BY Trevor David October 24, 2012 ? 0 COMMENTS
Local Culinary Creations with Artisan Whisky
Text & Photos: Clint Anesbury
Pairing food with various alcoholic beverages has been a tradition of many cultures for many generations. Each individual culture have used their own unique domestic grog and successfully paired it with a local delicacy, or in more common instances a standard, although humble, local dish: the corner stone of nutrition for the community. There are many nations throughout the globe which are notorious for matching locally produced liquor to an array of food dishes, and possible one of the most widely known places to do so is right here in our own back yard.
Japan, with its customary regime of tantalizing taste buds with well balanced combinations, has mastered the skill of matching up spirits with food. Like many other cultures, pairing dates back to a period where the Shogun reigned and Ronin were running around the country side with swords drawn. In current times, the relationship between food and alcohol has long lived on despite the decline in drink trends, such as Sake and Sochu consumers.
Although the ongoing tradition of pairing food with drink is still present, or quite arguably the other way around, things have stepped up a notch throughout the globe. A lot of people have become that little more sophisticated when it comes to indulging their palates. Consumers of both food and drink are becoming educated and crossing boundaries that were once never considered. Instead of the classic pairing of say wine with a pasta dish or an adequate beer with a steak, dinners have become more daring and began to break away and opt for new alternatives. Perhaps a prime example is that of the current interest of pairing single malt whisky to various menus, and in particular Japanese whiskies. Locally distilled whisky from all the competitive brands can be amazingly complex; therefore it lends itself to pairing with an array of foods.
Breaking away from tradition, and as bizarre as it may sound, anything from Sushi to Nagoya?s famed chicken wings and Miso Katsu, seafood to Japanese pickles, the vast range of food items that can be paired with Japanese whisky are waiting for the challenge.
Sure, there are a bunch of well received whisky brands throughout the world, with many available in all the major liquor stores throughout Japan, but locally distilled whisky from the hands and hearts of the blenders of the Japanese whisky industry often create their distillate with the thought of making the spirit suitable for food pairing.

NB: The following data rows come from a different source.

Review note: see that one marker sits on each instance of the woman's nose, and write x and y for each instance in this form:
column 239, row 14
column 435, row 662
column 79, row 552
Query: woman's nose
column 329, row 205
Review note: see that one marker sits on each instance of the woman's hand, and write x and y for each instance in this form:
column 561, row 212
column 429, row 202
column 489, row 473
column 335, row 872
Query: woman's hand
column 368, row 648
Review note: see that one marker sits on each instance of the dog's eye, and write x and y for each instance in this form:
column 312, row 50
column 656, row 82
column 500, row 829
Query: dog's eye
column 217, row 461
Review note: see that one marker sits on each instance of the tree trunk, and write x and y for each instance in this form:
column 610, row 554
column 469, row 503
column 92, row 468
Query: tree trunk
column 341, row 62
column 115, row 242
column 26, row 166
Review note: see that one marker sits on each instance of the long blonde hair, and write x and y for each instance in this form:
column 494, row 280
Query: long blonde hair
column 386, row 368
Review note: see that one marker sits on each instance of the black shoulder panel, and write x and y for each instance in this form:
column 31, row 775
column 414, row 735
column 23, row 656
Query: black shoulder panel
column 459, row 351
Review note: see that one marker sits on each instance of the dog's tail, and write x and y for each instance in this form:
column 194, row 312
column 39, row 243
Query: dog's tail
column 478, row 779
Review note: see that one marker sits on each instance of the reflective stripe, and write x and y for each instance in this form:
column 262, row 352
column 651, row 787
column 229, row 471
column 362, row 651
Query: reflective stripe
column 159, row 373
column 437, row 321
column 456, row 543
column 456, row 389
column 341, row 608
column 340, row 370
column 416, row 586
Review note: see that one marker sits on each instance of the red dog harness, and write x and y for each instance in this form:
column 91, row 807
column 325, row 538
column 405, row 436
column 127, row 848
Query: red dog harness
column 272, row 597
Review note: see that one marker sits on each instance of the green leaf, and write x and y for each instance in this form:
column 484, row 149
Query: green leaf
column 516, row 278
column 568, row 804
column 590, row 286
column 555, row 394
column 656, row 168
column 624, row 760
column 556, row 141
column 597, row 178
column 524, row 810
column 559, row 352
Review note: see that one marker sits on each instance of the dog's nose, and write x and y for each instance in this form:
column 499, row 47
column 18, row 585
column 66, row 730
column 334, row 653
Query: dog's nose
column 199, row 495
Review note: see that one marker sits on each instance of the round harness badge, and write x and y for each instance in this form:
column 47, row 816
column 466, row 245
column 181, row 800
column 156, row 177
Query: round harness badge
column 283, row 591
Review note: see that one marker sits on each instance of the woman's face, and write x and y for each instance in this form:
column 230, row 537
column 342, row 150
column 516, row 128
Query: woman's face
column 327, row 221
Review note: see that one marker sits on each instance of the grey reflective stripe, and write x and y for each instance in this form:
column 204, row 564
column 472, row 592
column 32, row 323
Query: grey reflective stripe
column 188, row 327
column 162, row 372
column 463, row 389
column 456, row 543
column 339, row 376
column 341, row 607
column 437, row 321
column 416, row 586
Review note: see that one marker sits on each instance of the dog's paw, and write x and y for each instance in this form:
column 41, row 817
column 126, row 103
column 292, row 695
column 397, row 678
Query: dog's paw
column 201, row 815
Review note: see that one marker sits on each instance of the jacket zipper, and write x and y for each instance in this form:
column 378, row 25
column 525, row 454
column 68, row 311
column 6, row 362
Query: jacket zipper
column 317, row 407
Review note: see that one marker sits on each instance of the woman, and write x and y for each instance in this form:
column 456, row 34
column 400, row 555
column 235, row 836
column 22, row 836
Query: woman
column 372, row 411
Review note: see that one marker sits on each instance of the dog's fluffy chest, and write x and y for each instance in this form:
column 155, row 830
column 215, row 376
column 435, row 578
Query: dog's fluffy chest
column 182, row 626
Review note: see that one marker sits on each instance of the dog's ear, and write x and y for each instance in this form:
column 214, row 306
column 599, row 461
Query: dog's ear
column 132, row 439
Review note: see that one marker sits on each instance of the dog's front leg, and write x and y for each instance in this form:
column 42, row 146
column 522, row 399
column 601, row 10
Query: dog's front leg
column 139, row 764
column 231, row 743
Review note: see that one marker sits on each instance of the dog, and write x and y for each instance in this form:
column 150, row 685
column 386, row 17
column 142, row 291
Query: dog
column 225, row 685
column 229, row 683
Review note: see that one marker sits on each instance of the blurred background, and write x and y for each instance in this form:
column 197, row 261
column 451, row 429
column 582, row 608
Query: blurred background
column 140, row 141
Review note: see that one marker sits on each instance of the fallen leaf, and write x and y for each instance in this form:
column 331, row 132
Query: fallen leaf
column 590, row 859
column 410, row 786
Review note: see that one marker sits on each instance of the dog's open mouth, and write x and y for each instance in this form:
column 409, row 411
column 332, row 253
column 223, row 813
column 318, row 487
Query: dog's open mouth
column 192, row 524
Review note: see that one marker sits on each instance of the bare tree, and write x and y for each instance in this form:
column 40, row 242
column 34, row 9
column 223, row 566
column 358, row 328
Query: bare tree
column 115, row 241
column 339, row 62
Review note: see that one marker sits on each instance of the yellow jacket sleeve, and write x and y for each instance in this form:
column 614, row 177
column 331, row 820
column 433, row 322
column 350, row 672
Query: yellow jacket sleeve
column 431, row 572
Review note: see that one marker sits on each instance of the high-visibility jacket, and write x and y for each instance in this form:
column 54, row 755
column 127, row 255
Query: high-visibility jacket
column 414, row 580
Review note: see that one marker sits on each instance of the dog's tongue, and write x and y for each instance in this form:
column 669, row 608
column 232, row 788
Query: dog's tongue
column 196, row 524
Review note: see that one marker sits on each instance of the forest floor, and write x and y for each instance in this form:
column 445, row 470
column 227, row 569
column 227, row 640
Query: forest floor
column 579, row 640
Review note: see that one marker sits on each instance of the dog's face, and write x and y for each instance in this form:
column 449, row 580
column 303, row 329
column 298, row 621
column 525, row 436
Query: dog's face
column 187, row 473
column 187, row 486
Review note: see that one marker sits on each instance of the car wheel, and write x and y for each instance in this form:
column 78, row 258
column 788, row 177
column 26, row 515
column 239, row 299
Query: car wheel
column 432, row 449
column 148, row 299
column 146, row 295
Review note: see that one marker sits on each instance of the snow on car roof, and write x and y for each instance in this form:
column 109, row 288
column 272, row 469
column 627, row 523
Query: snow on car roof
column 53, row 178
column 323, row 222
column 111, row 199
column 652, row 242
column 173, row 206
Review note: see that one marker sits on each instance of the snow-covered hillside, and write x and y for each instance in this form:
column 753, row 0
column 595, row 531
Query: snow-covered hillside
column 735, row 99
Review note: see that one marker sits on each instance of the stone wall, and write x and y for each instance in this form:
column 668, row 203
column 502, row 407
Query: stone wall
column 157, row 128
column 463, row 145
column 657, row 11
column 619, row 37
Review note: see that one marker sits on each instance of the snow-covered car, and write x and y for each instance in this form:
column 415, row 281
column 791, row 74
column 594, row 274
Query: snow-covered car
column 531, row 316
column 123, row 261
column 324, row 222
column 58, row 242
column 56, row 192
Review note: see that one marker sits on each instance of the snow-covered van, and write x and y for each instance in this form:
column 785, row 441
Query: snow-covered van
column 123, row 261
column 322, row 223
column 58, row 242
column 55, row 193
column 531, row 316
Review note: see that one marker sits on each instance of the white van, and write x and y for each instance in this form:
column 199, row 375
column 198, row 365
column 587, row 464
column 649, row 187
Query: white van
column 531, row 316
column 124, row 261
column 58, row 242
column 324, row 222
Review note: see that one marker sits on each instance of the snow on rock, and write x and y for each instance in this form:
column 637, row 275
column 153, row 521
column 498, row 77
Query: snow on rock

If you desire the taste and aroma of something completely different, arguably unique and often untouched, then pairing Japanese whisky to your next meal is sure to satisfy your craving. The exceptional and exquisite flavours in Japanese whisky will ensure an overwhelming experience. Next time you are out and about, and finances are not an issue treat yourself to a local, reasonable dish, paired with a Japanese whisky and savor the complexity of the spirit matched with food, you may bring to light a whole sensation and liking you never thought was possible.